The wars that those military budgets fund continue to escalate. They don’t make us safer, and they’ve led to the deaths of thousands of poor people in Afghanistan, Syria, Somalia, and beyond, as well as the displacement of millions of refugees, the destruction of water sources, and the contamination of the environments of whole countries. The only ones who benefit are the millionaire CEOs of military companies, who are getting richer every year on the more than $350 billion—half the military budget—that goes directly to their corporations. In the meantime 23,000 low-ranking troops earn so little that they and their families qualify for food stamps. ~ William Barber II
 
Real fiscal insanity is what Congress does year after year, taking most of its discretionary spending off the table and handing it over to the Pentagon before even considering the country’s urgent domestic needs. ~ Medea Benjamin and Nicolas J. S. Davies
 
As Eisenhower delivered his somber address, the foundations of the military-industrial complex were already set and began multiplying and manifesting in different institutions, disciplines, fields of research, and social institutions.
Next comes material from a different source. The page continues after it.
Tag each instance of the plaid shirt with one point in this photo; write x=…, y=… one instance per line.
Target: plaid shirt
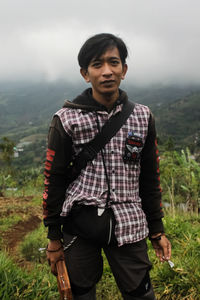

The military-industrial complex was but part of a larger revolution bent on remaking...the entire globe in its own image of power, subjugation, and profit. At the same time, its autonomy congealed within basic paradigms or structures rooted in imperatives of control, domination, efficiency, and profit within various hierarchical systems of rule. ~ Steven Best
 
While we bicker day-to-day about this politician or that one, the true power players like the military industrial complex are doing things like creating A.I. that will control our future world. By keeping us preoccupied with nonsense, they can build our prison in peace & quiet.... We desperately need a sociopath test for all politicians. ~ Lee Camp
 
We know now that a small group made up of the military/industrial/media/corporate/academic elite, whose agenda is profit, arms, war and valuable resources, now holds power worldwide and has a stronghold on elected governments. ~ Mairead Maguire (2014)
 
The fake "independent institute" promoting the China "threat" in the West is the Australian Strategic Policy Institute, the go-to source for Vichy journalists currently hoodwinking the public. It's exposed here as a front for warmongers and arms companies. ~ John Pilger
 
The military/security complex has resurrected its Cold War enemy so necessary for its outsized budget and power and intends to keep Russia as The Enemy...The media lacks independence, knowledge, and integrity and is the tool used by the military/security complex to control explanations...~ Paul Craig Roberts
  • Because of so many wars, climate change, the widespread use of hunger as a political and military weapon, and a global health pandemic that makes all of that exponentially worse, 270 million people are marching toward starvation... today... 200 million of our neighbors are on the brink of starvation. That’s more than the entire population of Western Europe. On the other hand, there is $400 trillion of wealth in our world today. Even at the height of the COVID pandemic, in just 90 days, an additional [$2.7] trillion of wealth was created. And we only need $5 billion to save 30 million lives from famine. What am I missing here?...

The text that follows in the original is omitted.